И вдруг я заметила его.

В первую минуту мне показалось, что я вижу призрак или же от полуденного солнца у меня рябит в глазах, но из узкого оконца на третьем этаже одной из башен (не той, где держали нас с Джоном) на меня действительно смотрело изможденное бородатое лицо. Том Сеймур! Я споткнулась о булыжник, Джон поддержал меня и не дал упасть. И лорд-смотритель, и Джон тоже заметили лицо в окне, но никто из них даже не замедлил шага.

— Завтра он умрет на Тауэрском холме, как и подобает изменнику, — сказал нам мастер Чемберлен. — Как печально, что короля предал родной дядя.

Никто из нас ему не ответил. Я старалась вызвать в себе сочувствие, ведь похоже, что Том на суде все-таки не выдал нас. Но те чувства, которые я питала к нему в былые дни, давно поблекли, увяли и умерли. По правде говоря, мне был крайне неприятен человек, которого я когда-то, как мне казалось, любила. Более того — пусть мщение и не относится к числу христианских добродетелей, но после всего, что я выстрадала по его вине, мне, ей-богу, захотелось даже сплясать под окном его узилища. Пришлось сделать над собой усилие и сдержать радость: наконец-то он получит то, чего заслуживает. Сдержать желание злорадно посмеяться над ним, таким лживым и таким высокомерным. Над тем, кто так грубо надругался надо мной в далекой юности.

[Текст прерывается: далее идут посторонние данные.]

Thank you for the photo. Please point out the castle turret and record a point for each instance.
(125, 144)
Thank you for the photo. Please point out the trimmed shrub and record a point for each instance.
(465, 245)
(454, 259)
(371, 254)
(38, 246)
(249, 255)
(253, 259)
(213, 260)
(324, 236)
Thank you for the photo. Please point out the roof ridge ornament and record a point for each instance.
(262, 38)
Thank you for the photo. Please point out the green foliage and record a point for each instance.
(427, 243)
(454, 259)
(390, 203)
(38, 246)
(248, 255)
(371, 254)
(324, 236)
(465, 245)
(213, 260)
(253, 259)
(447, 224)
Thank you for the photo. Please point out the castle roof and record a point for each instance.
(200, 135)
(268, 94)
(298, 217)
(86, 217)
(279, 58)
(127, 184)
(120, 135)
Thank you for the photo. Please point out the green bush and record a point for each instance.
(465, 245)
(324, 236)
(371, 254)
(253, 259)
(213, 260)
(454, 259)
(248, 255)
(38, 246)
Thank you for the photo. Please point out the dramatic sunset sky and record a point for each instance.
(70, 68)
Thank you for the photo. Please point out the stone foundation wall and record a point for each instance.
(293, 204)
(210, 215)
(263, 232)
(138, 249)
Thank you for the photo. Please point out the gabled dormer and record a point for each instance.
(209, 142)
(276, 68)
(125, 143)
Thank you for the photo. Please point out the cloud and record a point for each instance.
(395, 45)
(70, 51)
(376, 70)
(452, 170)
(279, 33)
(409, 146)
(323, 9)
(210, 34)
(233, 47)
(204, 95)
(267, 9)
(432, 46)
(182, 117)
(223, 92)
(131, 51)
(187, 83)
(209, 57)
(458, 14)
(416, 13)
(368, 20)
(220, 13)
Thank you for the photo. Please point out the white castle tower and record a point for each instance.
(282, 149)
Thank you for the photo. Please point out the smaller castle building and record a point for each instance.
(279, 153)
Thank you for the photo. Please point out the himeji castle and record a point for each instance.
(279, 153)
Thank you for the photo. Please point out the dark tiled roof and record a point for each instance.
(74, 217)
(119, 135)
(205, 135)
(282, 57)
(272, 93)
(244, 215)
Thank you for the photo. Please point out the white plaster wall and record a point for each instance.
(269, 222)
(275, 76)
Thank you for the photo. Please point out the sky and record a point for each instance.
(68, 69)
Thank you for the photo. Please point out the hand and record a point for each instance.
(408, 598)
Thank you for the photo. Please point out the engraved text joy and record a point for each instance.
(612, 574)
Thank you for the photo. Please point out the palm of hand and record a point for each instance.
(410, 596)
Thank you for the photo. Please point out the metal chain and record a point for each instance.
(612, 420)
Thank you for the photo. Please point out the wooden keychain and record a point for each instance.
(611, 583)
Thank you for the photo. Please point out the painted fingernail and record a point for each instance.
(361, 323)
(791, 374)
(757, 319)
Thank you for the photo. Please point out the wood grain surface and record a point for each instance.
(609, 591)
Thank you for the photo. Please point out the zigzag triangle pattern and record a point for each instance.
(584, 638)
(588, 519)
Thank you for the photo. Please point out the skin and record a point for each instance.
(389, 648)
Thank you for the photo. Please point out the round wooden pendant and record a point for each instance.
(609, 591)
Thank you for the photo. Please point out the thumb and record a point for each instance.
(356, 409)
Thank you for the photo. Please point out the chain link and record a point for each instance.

Но я побоялась ловушки: быть может, наши тюремщики ждут, что мы произнесем, как поведем себя, когда услышим о его близкой казни и увидим краешком глаза его самого. Да я при всем желании не могла бы даже показать Тому нос, — Джон крепко обхватил меня, прижал к себе, и мы, не замедляя шага, вошли в арку ворот, за которыми начиналась улица. Одно меня радовало почти так же сильно, как и избавление от дьявольской хватки Тауэра: и Елизавета, и я, и вся Англия теперь навеки избавлены от Тома Сеймура.

Глаза у меня округлились, когда два стражника у ворот опустили копья, загораживая нам дорогу. Джон сразу напрягся, словно собирался броситься на них, но лорд-смотритель кивнул стражникам, показывая на нас:

— Пропустите. А вот и Уильям Сесил; он проследит, чтобы о вас хорошо заботились.

— Я уже смертельно устал от того, что обо мне хорошо заботятся, — прошептал Джон мне на ухо, однако поздоровался с подошедшим молодым человеком и крепко пожал ему руку.

Уильям Сесил был молод — во всяком случае, с моей точки зрения, — ему, вероятно, не было еще и тридцати, хотя он и отпустил для солидности короткую широкую бородку. Из-за нее он казался мрачноватым. На его лице выделялись глаза — зоркие, проницательные, отражавшие недюжинный ум и кипучую энергию. В глазах Кромвеля, вспомнила я, не отражалось ничего. Однако я давно уже перестала доверять мужчинам, которые душой и телом зависели от сильных мира сего, а этот человек служил Эдуарду Сеймуру — холодному, безжалостному лорд-протектору, которого мне приходилось видеть вблизи; тому, кто командовал юным королем и, вероятно, не без удовольствия обрек на смерть родного брата.